Franchement, je reste sceptique sur sur une réelle motivation économique de cette adhésion. Déjà que l'Union Africaine toute seule n'a pas de stratégie économique…
Dans la pratique, le principal partenaire commercial d'Haïti est les USA avec lesquels il fait plus de 85% de ses échanges. La balance commerciale dest fortement déficitaire et la stabilité économique dépend en grande partie des aides extérieures..
Je pense qu'on ne peut rien attendre économique de cette alliance au moins à court terme. C'est plus une alliance politique, une sorte d'Union de pays aux caractéristiques semblables pour défendre des intérêts communs dans le concert des nations.
La nouvelle était effectivement passée inaperçue… Merci Ted.
J'ai une petite interrogation: est-ce qu'on sait ce qu'en pensent les Haitiens eux-mêmes ? Société civile et personnalités influentes du pays.. Tu l'as dit toi-même "Déjà que l'Union Africaine toute seule n'a pas de stratégie économique…"
Ce serait intéressant de voir comment ce rapprochement est vu de l'intérieur: est-ce que les Haitiens attendent vraiment une action concrète de la part de du continent et de l'organisation où y voient-ils juste une démarche symbolique qui n'aura que très peu d'impact sur leurs réalités d'après catastrophe ?
Une pointe d'information dans ce vide médiatique ?
Merci pour cet article même si j'en avais déjà eu vent. Je crois que ca date du mois dernier.
Et comme c'est très bien expliqué, je pense que les intérêts politico-économiques sont et restes vagues dans une dimension de long terme. De plus, la position géographique d'Haiti laisse à se poser des question… Et si ce n'est sa perpétuelle instabilité qui en fait un "cas de pays africains au final…"

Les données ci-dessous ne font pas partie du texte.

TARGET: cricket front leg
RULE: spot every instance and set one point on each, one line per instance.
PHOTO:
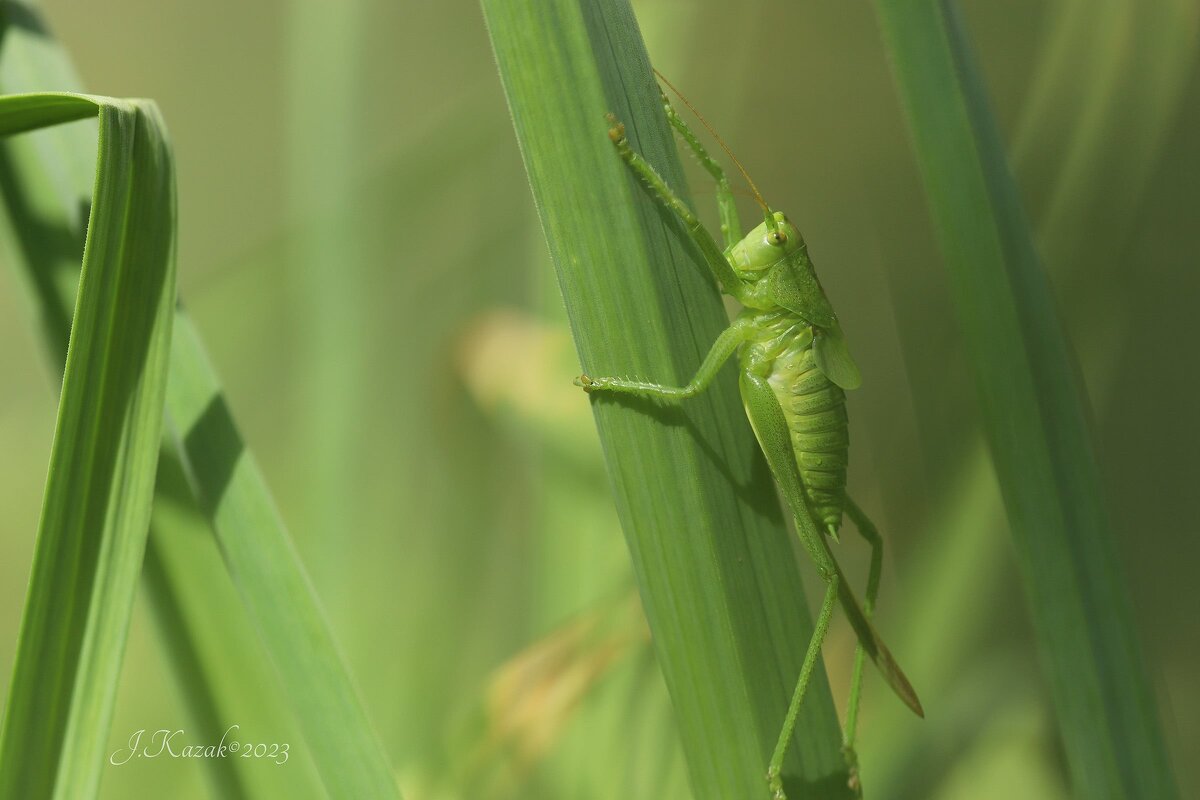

Toutefois,je pense que cette proposition est d'autant plus soutenue qu'Haiti demeurre très marginalisée dans la zone pacifique comparée à ces voisins et du fait que beaucoup d'Haitiens aient des origines béninoises ce qui en fait une "union extra continentale".
@ Claudia : il serait effectivement très intéressant de connaître le ressenti des populations locales sur ce mouvement politique.

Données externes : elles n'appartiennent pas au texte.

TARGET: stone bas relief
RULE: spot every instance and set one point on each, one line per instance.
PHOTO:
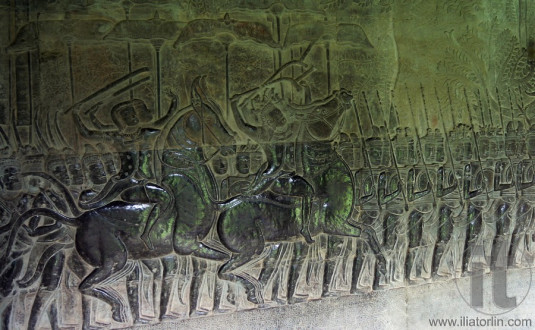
(172, 159)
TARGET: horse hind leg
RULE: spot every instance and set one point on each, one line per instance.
(90, 286)
(369, 235)
(230, 272)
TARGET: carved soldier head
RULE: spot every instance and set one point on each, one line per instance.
(243, 162)
(10, 176)
(94, 166)
(55, 165)
(130, 114)
(74, 166)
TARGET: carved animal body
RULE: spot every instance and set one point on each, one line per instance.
(108, 236)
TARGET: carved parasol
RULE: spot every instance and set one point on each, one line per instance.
(155, 31)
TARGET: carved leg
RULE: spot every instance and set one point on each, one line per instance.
(305, 218)
(89, 286)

Je crois, comme tu le suggère d'ailleurs, que les préoccupations quotidiennes des peuples africains et haïtiens sont très loin de ces sphères politiques. Si encore l'Union Africaine était une locomotive économique, on aurait pu faire le parallèle avec la Roumanie et l'Union Européenne. Mais on en est loin.
A creuser…
@leomick :
Merci ton avis…
La question est à mon sens d'abord symbolique… Si cette adhésion se justifie par des arguments de couleur ("on a les mêmes ancêtres") alors il y a un problème. Si cette adhésion vise à regrouper des Etats inaudibles sur la scène mondiale, alors d'accord.
Certaines mauvaises langues diront que la plupart des pays inaudibles…ont les mêmes ancêtres…
Justement, c'est dans cet optique de réflexion que j'essayais de creuser.
A ce que j'en lis: L'adhésion à l'UA est soit d'origine identitaire( pays du continent et îles annexes), soit pour les investissements type NEPAD. Ainsi que, tel qu'il a été soulevé au sommet des Gouvernements de l'Union à Accra un enjeu d'associer davantage les diasporas en un "Etat" si je me permets.
C'est donc à travers ces divers angles que j'essaye d'analyser la perspective d'entrer d'Haiti?
Commentaire
J'aimerais savoir quelles sont les avantages et les inconvénients pour Haïti de devenir membre de l'Union Africaine?